Juneteenth is being celebrated by UR as an official holiday for the first time this year.
Author: Autumn Haag
Commemorative pin for Emancipation Day January 1 with images of Frederick Douglass Abraham Lincoln

 

Juneteenth is being celebrated by UR as an official holiday for the first time this year. To commemorate the end of slavery in the United States, Juneteenth became a federal holiday for the first time in 2021. Themes and texts related to Juneteenth include the Emancipation Proclamation, the Thirteenth Amendment (“neither slavery nor involuntary servitude, except as a punishment for crime whereof the party shall have been duly convicted, shall exist within the United States, or any place subject to their jurisdiction”), and the Fifteenth Amendment (“the right of citizens of the United States to vote shall not be denied or abridged by the United States or by any State on account of race, color, or previous condition of servitude”).

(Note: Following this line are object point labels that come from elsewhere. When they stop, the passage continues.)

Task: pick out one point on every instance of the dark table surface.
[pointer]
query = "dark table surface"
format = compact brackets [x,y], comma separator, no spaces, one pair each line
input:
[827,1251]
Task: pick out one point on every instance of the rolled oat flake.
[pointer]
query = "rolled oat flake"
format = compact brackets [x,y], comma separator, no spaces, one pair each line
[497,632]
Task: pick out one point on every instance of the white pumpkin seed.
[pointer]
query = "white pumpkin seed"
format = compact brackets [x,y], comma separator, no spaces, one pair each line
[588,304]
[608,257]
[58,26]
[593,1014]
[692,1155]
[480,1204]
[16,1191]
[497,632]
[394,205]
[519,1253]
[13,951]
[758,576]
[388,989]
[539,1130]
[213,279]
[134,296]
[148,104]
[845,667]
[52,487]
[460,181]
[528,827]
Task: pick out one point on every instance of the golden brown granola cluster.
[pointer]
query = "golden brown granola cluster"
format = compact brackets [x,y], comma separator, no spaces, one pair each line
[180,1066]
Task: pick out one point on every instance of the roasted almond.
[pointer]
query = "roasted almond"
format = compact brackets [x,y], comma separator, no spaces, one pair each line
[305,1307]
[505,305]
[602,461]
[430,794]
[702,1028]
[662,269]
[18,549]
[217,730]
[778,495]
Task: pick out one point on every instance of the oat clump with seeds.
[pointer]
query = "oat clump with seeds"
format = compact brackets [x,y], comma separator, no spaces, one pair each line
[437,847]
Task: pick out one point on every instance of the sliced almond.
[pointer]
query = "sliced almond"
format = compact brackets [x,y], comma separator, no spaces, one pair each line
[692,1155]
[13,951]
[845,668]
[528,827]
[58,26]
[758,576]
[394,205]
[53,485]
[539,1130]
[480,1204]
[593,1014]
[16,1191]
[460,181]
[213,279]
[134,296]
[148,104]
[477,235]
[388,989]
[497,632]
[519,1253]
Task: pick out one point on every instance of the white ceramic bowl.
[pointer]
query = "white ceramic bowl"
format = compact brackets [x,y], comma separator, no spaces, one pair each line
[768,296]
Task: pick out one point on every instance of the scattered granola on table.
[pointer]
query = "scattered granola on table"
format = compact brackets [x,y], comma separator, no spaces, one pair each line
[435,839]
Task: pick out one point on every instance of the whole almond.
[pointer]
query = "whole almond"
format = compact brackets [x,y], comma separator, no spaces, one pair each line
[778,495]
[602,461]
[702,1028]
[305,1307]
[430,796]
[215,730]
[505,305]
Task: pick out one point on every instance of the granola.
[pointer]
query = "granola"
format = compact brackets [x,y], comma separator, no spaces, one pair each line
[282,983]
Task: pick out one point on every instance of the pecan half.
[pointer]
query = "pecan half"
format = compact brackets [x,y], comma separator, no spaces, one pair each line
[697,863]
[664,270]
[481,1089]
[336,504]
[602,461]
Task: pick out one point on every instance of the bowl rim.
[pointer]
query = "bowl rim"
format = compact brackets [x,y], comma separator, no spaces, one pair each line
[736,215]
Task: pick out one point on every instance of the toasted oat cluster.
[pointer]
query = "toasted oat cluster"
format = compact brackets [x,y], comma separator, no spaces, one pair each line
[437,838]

RBSCP has material in its collections related to abolition, including records from activist Frederick Douglass and politician William Henry Seward. We also have collections that touch on the Civil War and the Emancipation Proclamation including letters, diaries, prints, and political papers.

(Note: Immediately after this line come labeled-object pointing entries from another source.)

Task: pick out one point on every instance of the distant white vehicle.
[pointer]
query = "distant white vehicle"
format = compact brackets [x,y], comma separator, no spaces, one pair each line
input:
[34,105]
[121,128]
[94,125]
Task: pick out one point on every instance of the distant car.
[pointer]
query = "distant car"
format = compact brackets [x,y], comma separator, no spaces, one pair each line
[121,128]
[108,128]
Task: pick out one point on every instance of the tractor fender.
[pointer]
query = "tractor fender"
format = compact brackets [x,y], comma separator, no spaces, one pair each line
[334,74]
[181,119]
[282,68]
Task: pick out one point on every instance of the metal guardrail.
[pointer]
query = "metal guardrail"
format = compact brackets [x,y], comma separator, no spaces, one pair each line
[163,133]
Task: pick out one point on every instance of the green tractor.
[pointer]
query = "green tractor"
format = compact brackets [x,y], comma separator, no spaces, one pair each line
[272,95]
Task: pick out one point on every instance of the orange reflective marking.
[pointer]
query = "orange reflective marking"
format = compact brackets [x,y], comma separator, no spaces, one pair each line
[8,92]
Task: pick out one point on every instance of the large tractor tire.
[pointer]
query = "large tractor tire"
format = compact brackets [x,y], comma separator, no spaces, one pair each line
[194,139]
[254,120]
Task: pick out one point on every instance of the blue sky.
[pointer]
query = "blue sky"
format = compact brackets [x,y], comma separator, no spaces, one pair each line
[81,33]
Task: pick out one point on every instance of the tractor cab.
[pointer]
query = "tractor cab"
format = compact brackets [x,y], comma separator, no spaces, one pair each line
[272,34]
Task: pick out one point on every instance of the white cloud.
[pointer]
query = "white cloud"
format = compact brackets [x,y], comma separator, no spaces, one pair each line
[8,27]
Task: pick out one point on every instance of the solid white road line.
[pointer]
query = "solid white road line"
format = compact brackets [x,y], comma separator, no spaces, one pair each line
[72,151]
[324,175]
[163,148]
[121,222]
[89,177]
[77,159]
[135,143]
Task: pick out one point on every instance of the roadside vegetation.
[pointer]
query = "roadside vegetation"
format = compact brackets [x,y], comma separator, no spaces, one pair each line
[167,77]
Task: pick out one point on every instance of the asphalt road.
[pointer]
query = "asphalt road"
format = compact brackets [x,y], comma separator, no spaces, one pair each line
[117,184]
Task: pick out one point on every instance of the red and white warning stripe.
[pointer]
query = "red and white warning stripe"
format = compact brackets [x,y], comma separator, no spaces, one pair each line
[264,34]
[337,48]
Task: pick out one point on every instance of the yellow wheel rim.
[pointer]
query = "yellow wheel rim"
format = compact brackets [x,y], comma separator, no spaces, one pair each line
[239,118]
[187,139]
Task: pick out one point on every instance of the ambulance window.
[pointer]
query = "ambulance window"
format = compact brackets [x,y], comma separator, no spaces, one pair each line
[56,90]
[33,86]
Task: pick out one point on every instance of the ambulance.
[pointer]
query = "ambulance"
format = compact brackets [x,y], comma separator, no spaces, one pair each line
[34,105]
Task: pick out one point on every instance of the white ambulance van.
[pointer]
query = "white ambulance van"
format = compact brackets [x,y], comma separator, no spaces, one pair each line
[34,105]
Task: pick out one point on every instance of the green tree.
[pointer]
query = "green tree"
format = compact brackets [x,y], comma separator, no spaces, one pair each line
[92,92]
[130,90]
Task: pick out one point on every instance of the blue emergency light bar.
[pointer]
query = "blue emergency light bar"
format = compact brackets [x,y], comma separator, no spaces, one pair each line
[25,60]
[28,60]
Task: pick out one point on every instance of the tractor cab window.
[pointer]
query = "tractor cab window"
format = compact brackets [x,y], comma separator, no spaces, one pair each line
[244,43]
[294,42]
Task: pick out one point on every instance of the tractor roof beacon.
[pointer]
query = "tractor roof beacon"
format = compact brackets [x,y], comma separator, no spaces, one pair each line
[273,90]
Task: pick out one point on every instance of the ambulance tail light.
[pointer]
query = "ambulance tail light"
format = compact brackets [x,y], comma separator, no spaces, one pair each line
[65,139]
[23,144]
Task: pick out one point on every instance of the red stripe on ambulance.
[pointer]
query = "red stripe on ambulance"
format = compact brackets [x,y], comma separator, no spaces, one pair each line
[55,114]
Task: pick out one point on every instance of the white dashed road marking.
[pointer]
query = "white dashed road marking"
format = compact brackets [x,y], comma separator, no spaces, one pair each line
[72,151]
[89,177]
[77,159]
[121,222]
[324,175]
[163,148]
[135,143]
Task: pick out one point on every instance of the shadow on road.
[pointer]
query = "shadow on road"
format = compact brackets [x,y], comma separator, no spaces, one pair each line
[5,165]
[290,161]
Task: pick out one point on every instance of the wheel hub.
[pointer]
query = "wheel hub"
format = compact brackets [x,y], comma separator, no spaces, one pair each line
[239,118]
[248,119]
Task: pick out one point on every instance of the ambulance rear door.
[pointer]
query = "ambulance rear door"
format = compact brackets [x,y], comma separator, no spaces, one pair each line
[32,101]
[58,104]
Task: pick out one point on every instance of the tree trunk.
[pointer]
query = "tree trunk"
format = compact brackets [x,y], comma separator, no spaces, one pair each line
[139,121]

A relatively new addition to our collections is the pin above featuring cello jugate portraits of Abraham Lincoln and Frederick Douglass. This Emancipation Day pinback button which reads, "Emancipation Day / January 1 / 1863 Onward 1916", commemorates the formal issuance on January 1, 1863, of Lincoln's Emancipation Proclamation that ended slavery in the Confederate States. January 1st thereafter became known as Emancipation Day in many African American communities and was celebrated annually with festivities often including song, dance, oratory, food, and prayer. Participation in the celebrations declined after Reconstruction, with Juneteenth now the more prevalent celebration of Black culture and freedom in the United States.